Als ich Miriam den Schuh gezeigt habe,  hatte sie sofort eine eigene Theorie, die so ungefähr unsere aktuellen Konfliktlinien widerspiegelt. Sie meinte, das sei ein Kind gewesen, das gesehen hat, dass ein Loch in der Straße war. Das musste natürlich gestopft werden, also hat das Kind seinen Schuh ausgezogen und in das Loch gesteckt. Dann hat die Mutter gerufen, dass das Kind schnell kommen soll weil es weiter geht und weil es Angst hatte, die Mutter schimpft sonst ist es einfach schnell gelaufen und hat den Schuh vergessen. Die Mutter hat dann allerdings trotzdem geschimpft, weil das Kind ja mit nur einer Sandale nach Hause kam. Wie man´s macht, macht man´s wohl falsch…

Dienstag, 25. August 2015

Ein Streich und ein verlängertes Wochenende in Kaule



Eigentlich wollten Miriam nur übers Wochenende nach Kaule fahren, um die neue Volontärin Lisa einzuweisen und dafür zu sorgen, dass ein kleines provisorisches Häuslein gebaut wird, damit Lisa nicht die ganze Zeit im Zelt schlafen muss. Dann hat uns aber das fantastische Streiksystem Nepals einen Strich durch die Rechnung gemacht, und wir mussten dann doch bis heute bleiben…
Für alle, die noch nicht in Nepal waren und sich jetzt fragen, was ein Streik damit zu tun hat, dass wir länger in Kaule bleiben mussten: In Nepal ist der Streik (Bandha) das Mittel der Wahl um politische Ziele durchzusetzen, wenn das auf dem „normalen“ Weg nicht klappt. Dann wird einfach mal für eine beliebige Anzahl von Tagen das ganze Land stillgelegt, Autos und Busse dürfen nicht fahren und werden angehalten (und wenn sie sich darüber hinwegsetzen auch gerne mal angezündet) und alles steht still. In Kathmandu wird an solchen Tagen auf der Ringroad Fußball gespielt und das Leben ist einfach langsamer, aber wenn man versucht den wirtschaftlichen Verlust der dem Land jedes Mal zugefügt wird zu beziffern kommt man schnell auf unglaubliche Ziffern. Im Moment geht es um die Verfassung, die ist ja in einem unglaublichen Tempo nach dem Erdbeben durchgepeitscht worden.

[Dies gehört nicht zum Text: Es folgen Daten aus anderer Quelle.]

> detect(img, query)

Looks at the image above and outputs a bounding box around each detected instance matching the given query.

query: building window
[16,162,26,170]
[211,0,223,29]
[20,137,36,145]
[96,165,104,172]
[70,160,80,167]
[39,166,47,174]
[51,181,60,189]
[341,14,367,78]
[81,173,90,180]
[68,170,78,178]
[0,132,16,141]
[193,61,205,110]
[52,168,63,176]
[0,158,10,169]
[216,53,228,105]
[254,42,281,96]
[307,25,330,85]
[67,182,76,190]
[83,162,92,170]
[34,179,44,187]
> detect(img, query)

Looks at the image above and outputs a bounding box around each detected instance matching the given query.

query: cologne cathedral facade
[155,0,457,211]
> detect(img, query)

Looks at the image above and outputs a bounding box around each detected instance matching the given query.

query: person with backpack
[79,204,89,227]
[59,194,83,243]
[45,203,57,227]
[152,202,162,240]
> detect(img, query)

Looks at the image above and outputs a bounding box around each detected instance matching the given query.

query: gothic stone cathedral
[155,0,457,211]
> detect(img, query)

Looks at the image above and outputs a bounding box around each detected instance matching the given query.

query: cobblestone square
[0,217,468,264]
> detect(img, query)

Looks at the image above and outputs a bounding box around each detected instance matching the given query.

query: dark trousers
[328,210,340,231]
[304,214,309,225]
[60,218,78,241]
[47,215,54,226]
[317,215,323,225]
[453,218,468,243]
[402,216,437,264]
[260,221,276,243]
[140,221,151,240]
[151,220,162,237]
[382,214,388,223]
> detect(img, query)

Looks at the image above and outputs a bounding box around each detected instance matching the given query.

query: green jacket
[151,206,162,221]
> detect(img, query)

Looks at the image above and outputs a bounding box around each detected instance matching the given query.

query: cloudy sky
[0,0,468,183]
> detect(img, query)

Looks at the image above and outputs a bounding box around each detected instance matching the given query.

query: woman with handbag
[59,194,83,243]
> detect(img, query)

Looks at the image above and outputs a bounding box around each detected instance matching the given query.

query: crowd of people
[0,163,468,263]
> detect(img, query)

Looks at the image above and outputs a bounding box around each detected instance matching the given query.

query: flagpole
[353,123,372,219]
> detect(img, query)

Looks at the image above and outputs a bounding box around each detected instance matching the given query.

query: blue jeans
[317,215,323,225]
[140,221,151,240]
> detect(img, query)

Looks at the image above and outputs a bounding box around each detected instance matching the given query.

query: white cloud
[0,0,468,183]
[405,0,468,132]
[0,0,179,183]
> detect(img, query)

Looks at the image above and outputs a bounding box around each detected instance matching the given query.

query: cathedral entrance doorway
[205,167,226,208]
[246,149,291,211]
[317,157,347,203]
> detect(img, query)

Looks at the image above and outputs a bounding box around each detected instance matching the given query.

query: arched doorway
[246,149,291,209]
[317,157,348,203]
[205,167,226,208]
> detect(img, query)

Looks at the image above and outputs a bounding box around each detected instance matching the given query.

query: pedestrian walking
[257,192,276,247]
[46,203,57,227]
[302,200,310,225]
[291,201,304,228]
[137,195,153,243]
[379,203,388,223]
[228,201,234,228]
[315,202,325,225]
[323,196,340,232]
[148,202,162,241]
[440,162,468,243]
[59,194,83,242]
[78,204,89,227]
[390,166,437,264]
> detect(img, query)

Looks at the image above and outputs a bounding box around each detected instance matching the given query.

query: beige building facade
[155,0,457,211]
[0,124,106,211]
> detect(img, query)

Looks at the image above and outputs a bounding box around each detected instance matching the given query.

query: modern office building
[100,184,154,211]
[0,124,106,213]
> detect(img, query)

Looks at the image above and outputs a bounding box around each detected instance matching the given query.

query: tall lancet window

Die Zyniker unter uns haben von Anfang an gesagt, dass das so passiert ist in der Hoffnung dass alle Nepalis gerade mehr damit beschäftigt sind, dass ihnen das Haus über dem Kopf zusammengestürzt ist als mit Feinheiten der Verfassung und dass somit auch kontroverse Punkte unbemerkt hinein gemogelt werden könnten. Und genau das ist passiert, und so langsam fällt das allen auf. Frauenrechte, Sekularismus, Rechte von Minderheiten, in der neuen Verfassung ist in all diesen Bereichen ein riesen Rückschritt getan worden und das wird natürlich nicht akzeptiert. Der Aspekt über den jetzt die Wellen hochschlagen ist jedoch weiterhin die Einteilung in administrative Einheiten. Einige Gruppen möchten diese nach Ethnien ziehen, andere nach geographischen Bedingen und so weiter. Wenn man es ganz simpel fasst ist das schon der Grund gewesen, warum es vor Jahren zum Bürgerkrieg kam, und es gibt immer noch keine Lösung für das Problem. Gestern kam es zu Zusammenstößen um Süden des Landes zwischen der Polizei und Demonstranten bei denen es auch Tote gab, und die Lage insgesamt ist ziemlich angespannt. So tragisch diese Situation für Nepal und die Nepalis aber auch ist, um uns müsst ihr uns keine Sorgen machen. Touristen oder Ausländer werden komplett aus allen Konflikten rausgehalten und für uns besteht keinerlei Gefahr! Miriam freut sich sogar immer, wenn es einen „Streich“ gibt (ihr Wort für Streik…), weil sie dann nicht in die Schule muss… 

Miriam liegt zu Tische...
Unser Zeltlager
Auch in Kaule merkt man nicht viel von den Spannungen im Land, und wir hatten fünf sehr schöne Tage weg von der Stadt. Kathmandu kann einem schon ganz schön auf den Senkel gehen, der Staub, der Matsch, der Lärm… Wir es in Kaule einfach genossen, den ganzen Tag draußen zu sein, nur Vögel und manchmal einen Bus zu hören und nicht die ganze Zeit zu schwitzen. In den fünf Tagen haben wir dann einen sehr gemütlichen Wellblechverschlag gebaut (bzw. den Bau überwacht :-)) und einen halben Urwald abgeholzt bzw. ausgerissen. Der Garten des Demozentrums sah nach vier Monaten ohne Pflege sehr wild aus und wir mussten erst mal die Wege wieder freirupfen. 



Fleißige Arbeiter...

Nepalesische Arbeitsteilung - einer macht was, fünf Leute gucken zu


Am Samstag hatte ich dann einen Marathonmeetingtag, zuerst unsere Landwirte, dann der Jugendklub und schließlich noch eine Frauenorganisation. Da keine lokale Organisation mehr Büroräume hat und auch ein Jugendklub fehlt, planen wir ein Gemeindezentrum mit Büroraum für alle, Lernort, Spielplatz, Klassenzimmer usw. Das ist ein sehr großes Projekt, aber es stößt auf sehr große Begeisterung und die Planung macht schon großen Spaß.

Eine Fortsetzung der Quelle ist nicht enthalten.